A cadeira nº 33 da Academia de Letras da Bahia (ALB), cujo patrono é Castro Alves, passa a partir de agora a ser ocupada por uma nobre personalidade, Maria Stella de Azevedo Santos, a mãe Stella de Oxóssi, ialorixá do terreiro Ilê Axé Opô Afonjá. Enfermeira de formação, é autora de cinco livros que tratam da herança cultural africana e sua interpretação. Por seu trabalho, ganhou o prêmio jornalístico Estadão em 2001, recebeu o título de Doutor Honoris Causa pela Universidade do Estado da Bahia (Uneb), em 2009, e da Universidade Federal da Bahia, em 2005. Foi agraciada com a Comenda Maria Quitéria (Prefeitura de Salvador), Ordem do Cavaleiro (Governo da Bahia) e Ordem do Mérito Cultural do Ministério da Cultura.

Marjorie Moura – O candomblé é conhecido pela oralidade, pela transmissão dos conhecimentos de forma oral.  A senhora rompeu esta tradição ao escrever sobre a tradição africana. Como se sente diante deste reconhecimento com sua eleição para a ALB?

Mãe Stella – Vejo tudo isso como uma evolução, uma grande evolução. O povo vai crescendo, se conscientizando  sobre a verdade de nossa cultura e chegamos aqui. Os praticantes da religião do candomblé eram vistos como analfabetos pela sociedade porque falavam outra língua e vinham de um novo mundo. O destino da escravidão nos trouxe ao Brasil e nossa cultura e tradição vieram junto e sobreviveram a tudo. Hoje isso é reconhecido na academia como um legado que não pode ser dissociado da cultura brasileira.

Marjorie Moura – Inclusive até palavras desta língua que era desconhecida fazem parte hoje de nosso vocabulário…

Mãe Stella – É claro, assim como as palavras indígenas também foram incorporadas ao nosso dia a dia. Assim com tem gente que fala palavras estrangeiras. A cultura é assim, cheia de influências que vêm de todos os lados.

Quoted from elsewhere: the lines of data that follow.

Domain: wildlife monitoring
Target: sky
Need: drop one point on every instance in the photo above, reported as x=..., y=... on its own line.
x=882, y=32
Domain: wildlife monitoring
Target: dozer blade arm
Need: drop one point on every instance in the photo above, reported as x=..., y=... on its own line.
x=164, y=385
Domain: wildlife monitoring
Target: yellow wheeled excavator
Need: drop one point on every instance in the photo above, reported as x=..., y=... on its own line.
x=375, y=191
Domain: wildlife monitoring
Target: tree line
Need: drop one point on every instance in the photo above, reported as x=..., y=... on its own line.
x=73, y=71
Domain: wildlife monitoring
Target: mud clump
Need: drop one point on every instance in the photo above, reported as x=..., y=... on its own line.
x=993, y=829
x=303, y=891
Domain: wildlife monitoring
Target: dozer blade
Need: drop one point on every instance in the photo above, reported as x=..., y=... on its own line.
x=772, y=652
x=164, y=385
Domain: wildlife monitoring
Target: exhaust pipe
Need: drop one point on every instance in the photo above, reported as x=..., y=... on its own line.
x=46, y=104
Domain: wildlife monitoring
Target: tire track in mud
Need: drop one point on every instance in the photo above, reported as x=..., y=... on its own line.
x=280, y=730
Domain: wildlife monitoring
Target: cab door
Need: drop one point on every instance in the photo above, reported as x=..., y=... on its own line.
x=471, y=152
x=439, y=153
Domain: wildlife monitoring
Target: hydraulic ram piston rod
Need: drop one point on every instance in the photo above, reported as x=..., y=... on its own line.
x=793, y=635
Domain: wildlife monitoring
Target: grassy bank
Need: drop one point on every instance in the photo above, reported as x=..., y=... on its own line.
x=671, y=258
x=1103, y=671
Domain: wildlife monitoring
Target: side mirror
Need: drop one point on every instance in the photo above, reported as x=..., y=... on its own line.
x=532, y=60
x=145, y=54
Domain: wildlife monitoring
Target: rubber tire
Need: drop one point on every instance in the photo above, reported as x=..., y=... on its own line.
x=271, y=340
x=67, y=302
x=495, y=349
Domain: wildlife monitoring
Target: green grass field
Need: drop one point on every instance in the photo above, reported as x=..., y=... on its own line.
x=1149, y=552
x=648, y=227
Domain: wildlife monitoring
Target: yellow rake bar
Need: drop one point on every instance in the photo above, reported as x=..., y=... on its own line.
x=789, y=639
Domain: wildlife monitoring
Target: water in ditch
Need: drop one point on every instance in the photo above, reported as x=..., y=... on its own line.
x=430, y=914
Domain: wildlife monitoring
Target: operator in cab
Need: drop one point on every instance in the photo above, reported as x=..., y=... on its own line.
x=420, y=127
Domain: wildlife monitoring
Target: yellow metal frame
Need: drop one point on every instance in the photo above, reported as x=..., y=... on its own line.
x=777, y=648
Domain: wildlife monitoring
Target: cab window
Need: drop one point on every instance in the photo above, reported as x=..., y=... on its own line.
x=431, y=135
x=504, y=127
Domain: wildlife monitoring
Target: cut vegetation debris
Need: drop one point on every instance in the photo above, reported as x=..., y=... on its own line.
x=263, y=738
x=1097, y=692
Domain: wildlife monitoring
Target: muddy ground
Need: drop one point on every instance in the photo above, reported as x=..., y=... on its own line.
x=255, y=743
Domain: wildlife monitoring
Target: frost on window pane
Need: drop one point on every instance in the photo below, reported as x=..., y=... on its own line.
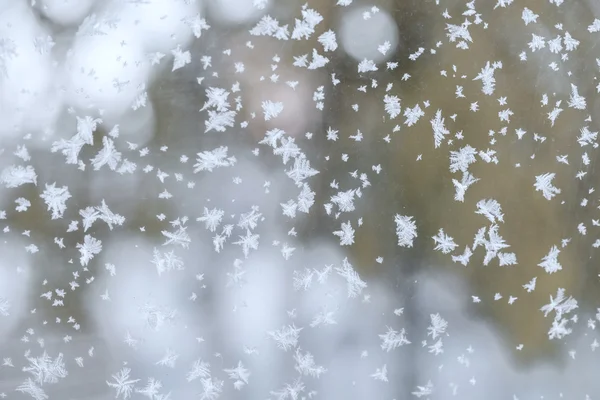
x=260, y=199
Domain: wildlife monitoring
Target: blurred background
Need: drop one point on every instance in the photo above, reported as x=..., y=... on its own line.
x=262, y=199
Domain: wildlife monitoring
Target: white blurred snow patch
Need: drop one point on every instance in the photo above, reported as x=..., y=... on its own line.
x=160, y=25
x=65, y=12
x=28, y=99
x=15, y=285
x=237, y=12
x=361, y=38
x=106, y=72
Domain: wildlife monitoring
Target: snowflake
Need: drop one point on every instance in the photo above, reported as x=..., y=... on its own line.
x=406, y=230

Marjorie Moura – O fato de a senhora ter sido escolhida para ocupar a cadeira cujo patrono é Castro Alves e que teve como último ocupante o professor Ubiratan Castro tem um significado especial?

Mãe Stella – Nada poderia ser mais especial. Castro Alves tem uma poesia vigorosa e foi uma das primeiras vozes no Brasil a se levantar contra a escravidão. A força dos versos de “Navio Negreiro” calou fundo na sociedade brasileira ao reconhecer nos escravos africanos pessoas iguais a qualquer outra. Depois, a contribuição do professor Ubiratan  Castro para a preservação de nossa cultura. Diante disso, ninguém nunca pensaria que uma mãe de santo poderia chega a ocupar este posto. Isso mudou pela nossa luta, mas também por meus livros, porque o que a gente não escreve o tempo leva.

Marjorie Moura – Seus títulos lhe levaram a esta eleição?

Mãe Stella – Com certeza, mas os títulos, e foram muitos, são muito justos e resultado de muito trabalho. A gente se entregou muito, se empenhou muito para chegar até aqui.

Marjorie Moura – Tem gente sonhando com cânticos de suas filhas de santo e toques de atabaques em sua posse. Falaram até que Jorge Amado ficaria feliz em assistir. Ela já foi marcada?

Mãe Stella – A posse vai depender da academia e ainda não foi marcada porque estas cerimônias têm seu ritmo próprio e não sei como vai ser a organização. Mas é certo que o evento pode ter algum toque da religião africana porque ela é muito forte e vai agradar a muita gente, não é? (risos).